After going undrafted in the 2014 NFL draft, the Cincinnati Bengals signed Lockett on May 10, 2014.
On August 30, the Bengals released Lockett with a plan to re-sign him to their practice squad.
On October 14, Cincinnati released Lockett from their practice squad.

===Washington Redskins===
On December 22, 2014, the Washington Redskins signed Lockett to their practice squad. A week later, he was signed to a futures contract.

On September 5, 2015, the Redskins waived Lockett for final roster cuts before the start of the 2015 season.
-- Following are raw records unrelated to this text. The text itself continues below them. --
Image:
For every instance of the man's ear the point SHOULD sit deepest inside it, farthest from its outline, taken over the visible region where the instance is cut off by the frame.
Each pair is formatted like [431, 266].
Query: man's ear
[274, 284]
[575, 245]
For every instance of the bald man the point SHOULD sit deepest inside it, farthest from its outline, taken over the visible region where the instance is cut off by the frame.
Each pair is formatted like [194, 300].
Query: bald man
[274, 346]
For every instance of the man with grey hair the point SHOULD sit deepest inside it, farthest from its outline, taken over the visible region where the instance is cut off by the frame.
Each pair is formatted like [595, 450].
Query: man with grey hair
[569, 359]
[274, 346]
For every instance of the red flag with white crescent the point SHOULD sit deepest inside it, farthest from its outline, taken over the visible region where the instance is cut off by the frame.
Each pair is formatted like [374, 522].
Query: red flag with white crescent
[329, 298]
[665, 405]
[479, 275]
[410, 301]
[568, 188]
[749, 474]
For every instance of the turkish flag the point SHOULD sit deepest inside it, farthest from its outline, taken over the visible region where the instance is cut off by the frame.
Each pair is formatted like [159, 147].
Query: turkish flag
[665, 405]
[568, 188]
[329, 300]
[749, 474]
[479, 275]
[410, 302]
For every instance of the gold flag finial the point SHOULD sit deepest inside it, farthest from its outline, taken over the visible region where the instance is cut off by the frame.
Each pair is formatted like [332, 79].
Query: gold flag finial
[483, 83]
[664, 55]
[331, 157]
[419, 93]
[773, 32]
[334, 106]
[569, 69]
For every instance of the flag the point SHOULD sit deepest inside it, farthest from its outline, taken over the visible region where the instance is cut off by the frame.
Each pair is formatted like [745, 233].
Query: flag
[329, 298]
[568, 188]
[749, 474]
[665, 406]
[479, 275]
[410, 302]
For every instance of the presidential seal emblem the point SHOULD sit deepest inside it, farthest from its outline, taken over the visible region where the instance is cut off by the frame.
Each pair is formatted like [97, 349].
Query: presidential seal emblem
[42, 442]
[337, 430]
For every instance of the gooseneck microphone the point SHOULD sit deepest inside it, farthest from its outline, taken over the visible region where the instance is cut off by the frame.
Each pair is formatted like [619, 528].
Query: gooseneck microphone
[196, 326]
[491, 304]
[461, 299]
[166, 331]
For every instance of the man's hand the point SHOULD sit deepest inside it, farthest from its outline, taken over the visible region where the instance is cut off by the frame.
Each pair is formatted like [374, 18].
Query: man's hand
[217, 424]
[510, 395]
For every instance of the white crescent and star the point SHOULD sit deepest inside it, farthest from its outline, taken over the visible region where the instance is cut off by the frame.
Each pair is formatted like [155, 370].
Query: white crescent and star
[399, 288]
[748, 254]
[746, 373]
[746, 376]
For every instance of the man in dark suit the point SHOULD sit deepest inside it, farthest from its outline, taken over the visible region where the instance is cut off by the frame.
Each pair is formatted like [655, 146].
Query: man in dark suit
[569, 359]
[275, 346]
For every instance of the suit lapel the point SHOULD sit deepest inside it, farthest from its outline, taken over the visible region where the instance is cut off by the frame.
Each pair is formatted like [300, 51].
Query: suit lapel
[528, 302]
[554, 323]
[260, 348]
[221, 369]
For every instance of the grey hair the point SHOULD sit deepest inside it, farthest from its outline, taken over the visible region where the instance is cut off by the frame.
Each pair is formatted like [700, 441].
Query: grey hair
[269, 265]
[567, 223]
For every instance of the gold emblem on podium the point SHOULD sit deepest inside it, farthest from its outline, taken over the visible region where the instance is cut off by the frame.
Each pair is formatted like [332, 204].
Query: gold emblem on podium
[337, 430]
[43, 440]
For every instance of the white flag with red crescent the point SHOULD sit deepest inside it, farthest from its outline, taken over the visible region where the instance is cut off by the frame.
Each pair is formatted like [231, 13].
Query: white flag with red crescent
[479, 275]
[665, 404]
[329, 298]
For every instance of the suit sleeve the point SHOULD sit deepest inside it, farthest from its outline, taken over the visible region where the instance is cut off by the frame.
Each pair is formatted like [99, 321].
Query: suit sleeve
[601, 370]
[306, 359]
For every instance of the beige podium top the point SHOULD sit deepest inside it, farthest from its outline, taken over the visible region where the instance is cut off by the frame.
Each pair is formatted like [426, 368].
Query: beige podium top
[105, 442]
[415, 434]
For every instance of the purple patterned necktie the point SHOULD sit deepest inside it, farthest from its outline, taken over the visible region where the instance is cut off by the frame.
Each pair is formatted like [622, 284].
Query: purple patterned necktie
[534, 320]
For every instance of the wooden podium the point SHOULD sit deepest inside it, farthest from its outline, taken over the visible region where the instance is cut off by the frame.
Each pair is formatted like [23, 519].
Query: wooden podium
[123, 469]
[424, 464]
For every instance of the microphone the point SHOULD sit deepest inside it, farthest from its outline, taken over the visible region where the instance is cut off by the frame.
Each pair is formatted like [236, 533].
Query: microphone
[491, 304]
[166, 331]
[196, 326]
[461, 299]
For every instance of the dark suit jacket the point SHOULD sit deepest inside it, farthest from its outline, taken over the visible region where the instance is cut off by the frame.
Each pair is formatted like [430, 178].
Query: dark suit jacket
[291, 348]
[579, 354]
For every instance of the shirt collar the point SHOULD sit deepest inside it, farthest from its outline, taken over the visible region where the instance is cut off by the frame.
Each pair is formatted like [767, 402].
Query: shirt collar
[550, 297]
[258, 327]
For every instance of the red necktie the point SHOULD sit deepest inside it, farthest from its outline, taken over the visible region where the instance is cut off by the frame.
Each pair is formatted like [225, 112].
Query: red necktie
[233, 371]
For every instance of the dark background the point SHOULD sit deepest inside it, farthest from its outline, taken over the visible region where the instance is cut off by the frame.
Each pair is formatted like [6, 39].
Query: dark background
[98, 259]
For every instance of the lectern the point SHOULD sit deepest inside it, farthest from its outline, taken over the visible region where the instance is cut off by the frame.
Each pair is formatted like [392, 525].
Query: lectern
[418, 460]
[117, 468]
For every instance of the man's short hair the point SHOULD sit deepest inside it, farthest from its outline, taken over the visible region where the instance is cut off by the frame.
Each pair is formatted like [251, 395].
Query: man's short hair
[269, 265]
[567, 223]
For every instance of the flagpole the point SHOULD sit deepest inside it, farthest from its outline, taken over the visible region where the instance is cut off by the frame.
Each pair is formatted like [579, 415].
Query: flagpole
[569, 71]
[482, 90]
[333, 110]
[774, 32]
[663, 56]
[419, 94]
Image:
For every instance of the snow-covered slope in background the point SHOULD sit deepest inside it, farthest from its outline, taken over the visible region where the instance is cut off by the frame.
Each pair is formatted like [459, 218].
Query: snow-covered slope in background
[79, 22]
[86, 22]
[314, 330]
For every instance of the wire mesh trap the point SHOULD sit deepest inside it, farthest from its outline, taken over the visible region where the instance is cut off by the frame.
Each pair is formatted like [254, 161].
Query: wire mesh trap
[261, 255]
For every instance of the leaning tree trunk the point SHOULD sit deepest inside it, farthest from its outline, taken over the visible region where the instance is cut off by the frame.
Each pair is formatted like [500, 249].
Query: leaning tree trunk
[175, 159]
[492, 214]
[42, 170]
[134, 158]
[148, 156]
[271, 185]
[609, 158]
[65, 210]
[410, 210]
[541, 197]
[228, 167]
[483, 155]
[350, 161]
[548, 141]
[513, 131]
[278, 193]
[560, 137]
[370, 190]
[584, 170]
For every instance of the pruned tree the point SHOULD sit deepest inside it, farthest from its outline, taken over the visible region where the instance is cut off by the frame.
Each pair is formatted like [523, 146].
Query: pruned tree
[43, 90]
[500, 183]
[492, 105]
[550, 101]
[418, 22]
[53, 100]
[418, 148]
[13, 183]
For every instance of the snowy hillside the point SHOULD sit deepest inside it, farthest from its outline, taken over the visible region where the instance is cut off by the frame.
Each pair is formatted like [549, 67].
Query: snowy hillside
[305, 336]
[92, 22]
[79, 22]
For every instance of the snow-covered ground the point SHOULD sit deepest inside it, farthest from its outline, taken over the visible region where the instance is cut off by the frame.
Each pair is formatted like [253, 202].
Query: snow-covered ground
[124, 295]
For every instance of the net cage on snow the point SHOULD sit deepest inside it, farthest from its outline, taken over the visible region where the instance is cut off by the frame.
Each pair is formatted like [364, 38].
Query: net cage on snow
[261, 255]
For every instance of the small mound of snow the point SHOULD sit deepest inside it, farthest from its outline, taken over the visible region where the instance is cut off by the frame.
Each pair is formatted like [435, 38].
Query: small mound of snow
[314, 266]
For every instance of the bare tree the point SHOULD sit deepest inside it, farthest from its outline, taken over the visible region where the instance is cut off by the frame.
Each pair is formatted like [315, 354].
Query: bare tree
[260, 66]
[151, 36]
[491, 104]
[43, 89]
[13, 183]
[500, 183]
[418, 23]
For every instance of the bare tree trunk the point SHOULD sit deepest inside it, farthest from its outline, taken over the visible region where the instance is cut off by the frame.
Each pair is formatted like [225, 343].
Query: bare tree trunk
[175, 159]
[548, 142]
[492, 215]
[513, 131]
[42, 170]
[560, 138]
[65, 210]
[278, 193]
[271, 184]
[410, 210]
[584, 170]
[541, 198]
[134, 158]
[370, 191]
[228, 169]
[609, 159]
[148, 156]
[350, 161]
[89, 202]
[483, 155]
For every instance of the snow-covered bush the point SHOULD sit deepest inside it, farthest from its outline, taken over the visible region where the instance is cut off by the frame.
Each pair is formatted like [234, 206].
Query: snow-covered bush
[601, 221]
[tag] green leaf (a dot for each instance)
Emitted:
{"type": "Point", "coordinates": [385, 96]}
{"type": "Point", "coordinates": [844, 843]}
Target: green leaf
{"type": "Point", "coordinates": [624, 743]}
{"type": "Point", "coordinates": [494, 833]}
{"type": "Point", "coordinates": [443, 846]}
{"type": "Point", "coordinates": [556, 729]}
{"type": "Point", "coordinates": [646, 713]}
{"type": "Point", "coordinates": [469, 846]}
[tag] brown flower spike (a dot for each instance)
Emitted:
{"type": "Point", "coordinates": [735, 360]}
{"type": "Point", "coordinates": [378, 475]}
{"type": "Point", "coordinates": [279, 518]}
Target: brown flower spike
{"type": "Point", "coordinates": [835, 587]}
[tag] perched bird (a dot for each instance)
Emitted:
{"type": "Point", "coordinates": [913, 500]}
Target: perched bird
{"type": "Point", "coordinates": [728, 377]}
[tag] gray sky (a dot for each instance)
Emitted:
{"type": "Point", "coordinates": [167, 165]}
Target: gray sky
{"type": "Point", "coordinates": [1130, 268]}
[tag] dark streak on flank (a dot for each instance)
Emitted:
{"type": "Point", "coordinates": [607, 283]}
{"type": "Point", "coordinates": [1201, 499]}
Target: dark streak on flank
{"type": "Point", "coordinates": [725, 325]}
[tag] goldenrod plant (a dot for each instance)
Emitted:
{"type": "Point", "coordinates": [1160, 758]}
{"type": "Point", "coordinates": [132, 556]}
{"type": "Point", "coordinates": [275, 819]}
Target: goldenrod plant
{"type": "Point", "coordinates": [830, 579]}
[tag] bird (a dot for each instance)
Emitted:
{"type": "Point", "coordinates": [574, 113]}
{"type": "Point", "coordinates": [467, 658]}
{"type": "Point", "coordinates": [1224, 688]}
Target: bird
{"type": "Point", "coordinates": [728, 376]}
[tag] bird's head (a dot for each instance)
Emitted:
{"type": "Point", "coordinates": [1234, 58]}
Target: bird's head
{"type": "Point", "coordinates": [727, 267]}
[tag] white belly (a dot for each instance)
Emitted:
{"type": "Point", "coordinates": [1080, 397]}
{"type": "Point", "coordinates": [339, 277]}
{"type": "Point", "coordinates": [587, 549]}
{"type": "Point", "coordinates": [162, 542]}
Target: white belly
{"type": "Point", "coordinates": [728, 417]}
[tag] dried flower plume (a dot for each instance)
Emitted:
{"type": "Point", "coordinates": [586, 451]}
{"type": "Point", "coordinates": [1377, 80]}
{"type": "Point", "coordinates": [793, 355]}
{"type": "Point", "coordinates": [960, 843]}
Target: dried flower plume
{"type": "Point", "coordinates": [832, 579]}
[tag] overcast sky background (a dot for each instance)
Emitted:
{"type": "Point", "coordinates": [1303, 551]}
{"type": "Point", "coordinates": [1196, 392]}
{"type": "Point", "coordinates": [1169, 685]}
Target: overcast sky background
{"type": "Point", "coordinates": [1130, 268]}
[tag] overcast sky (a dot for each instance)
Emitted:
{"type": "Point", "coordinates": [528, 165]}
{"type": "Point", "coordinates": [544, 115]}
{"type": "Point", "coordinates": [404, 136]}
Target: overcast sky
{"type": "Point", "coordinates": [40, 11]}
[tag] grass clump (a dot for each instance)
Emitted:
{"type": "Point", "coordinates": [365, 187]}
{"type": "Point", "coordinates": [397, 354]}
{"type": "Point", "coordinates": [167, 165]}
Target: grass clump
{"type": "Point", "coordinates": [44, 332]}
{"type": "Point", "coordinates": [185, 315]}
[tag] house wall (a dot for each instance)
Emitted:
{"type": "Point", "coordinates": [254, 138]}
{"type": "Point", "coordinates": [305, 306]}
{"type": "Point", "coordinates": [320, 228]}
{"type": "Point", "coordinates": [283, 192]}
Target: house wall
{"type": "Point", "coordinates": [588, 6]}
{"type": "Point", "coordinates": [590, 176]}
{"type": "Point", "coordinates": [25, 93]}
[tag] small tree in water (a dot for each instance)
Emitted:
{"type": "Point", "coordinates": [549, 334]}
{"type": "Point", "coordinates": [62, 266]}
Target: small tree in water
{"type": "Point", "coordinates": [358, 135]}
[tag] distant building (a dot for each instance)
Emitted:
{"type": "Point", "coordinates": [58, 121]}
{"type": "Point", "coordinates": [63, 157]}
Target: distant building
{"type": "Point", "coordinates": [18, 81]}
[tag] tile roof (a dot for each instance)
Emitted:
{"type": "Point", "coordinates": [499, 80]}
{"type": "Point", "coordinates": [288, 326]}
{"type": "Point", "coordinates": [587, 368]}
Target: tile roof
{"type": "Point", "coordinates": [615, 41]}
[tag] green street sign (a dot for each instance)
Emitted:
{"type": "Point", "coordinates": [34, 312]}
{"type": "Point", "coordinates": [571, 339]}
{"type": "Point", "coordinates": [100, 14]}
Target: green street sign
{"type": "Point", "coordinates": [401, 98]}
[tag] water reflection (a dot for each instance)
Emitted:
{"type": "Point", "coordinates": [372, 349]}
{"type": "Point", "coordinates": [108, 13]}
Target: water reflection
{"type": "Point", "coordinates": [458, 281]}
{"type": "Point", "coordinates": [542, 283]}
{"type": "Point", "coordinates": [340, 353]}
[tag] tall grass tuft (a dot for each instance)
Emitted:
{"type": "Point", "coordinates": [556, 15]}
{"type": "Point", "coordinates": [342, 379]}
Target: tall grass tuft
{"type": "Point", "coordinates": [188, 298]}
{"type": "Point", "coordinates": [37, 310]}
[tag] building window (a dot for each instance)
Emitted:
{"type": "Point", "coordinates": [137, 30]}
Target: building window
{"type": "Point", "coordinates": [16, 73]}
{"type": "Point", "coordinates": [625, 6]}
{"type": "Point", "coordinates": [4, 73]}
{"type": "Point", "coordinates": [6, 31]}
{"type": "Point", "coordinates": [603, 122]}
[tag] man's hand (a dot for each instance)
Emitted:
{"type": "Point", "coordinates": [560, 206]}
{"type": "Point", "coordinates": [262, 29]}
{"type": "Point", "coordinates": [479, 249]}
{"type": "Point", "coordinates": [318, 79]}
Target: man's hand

On October 16, he was once again added to the practice squad to later be cut on October 26. On December 21, Lockett was re-signed to their practice squad.

===BC Lions===
On March 21, 2016, Colin Lockett and the BC Lions of the Canadian Football League agreed to a contract. He was released by the team on June 12, 2016.

==Coaching career==
In 2017, Lockett was hired as the defensive backs coach for St. John Bosco High School.

In 2020, Lockett joined San Diego State as a graduate assistant.

In 2021, Lockett was hired as the defensive backs quality control coach for Washington.

In 2023, Lockett joined Oregon as a graduate assistant.

In 2024, Lockett was hired as the wide receivers coach for UC Davis.

In December 2024, Lockett joined the University of New Mexico as the wide receivers coach.

Lockett also coached in the greater Los Angeles area with the private coaching service, CoachUp.